I noticed that whenever there is a lot of information/text in an image, it struggles a bit, which I think is because of the small resolution size of the images even in bigger models, which I assume is the same everywhere. If I can advise you, please train a model that can take upto a mega pixel, like in a curriculum learning kinda scenario where the model works well now but then maybe extend it at the end of training for 4 times the pixels (double the size), this way I think you can kill it in general OCR, I am pretty sure.
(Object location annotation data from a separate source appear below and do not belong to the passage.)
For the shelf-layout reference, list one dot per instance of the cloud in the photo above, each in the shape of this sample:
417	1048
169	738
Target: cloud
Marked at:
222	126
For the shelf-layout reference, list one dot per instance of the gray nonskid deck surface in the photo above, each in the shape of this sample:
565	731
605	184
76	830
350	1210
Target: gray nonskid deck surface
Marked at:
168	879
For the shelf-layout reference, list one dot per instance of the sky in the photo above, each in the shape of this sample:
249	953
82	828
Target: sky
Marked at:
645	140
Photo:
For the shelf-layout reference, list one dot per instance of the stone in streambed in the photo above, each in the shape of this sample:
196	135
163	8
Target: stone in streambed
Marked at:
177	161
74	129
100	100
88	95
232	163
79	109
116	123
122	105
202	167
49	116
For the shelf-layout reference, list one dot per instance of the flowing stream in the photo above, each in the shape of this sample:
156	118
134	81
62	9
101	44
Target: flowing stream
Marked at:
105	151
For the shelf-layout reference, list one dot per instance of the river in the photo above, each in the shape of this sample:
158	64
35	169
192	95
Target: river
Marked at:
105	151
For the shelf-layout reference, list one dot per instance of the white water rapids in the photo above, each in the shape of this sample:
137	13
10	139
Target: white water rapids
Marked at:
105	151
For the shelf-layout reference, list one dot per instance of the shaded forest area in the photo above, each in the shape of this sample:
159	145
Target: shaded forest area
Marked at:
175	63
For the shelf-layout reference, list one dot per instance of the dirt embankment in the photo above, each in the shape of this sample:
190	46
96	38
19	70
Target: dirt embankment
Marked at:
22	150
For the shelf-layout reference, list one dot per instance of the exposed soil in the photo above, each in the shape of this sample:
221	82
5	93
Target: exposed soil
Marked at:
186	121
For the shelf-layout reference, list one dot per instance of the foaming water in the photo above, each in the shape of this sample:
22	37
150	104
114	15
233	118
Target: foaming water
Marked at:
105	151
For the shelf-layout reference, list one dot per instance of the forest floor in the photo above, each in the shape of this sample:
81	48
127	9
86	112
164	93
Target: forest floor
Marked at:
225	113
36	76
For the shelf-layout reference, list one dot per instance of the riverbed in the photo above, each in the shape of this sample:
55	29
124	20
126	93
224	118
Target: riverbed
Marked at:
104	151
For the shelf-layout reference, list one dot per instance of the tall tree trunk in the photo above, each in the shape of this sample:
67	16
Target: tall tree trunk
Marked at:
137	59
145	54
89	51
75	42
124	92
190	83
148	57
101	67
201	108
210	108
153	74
But regardless, this is amazing and thanks for contributing to the society!
Best regards,
HD
Hello!
Thank you for your interest. I would like to ask how you are running our model, if you're using the code in quick-start, there is a max_num
parameter that can be used to adjust image resolution. The default value is 6, which means that the maximum resolution of the input image is 6x448x448
, for example, 896x1344
.
If you're using these models on our online demo, you can adjust max_input_tiles
in the Advanced Options
sidebar on the left side. You can set it to 24, which means that the input resolution has at most 24x448x448
pixels, or about 4.8 million pixels.
I hope this may help you.
Best regards,
Zhe Chen
I was using the default max_num=6 values and now as soon as I pumped it to 12, the results became much better! Thanks again main! Swift response!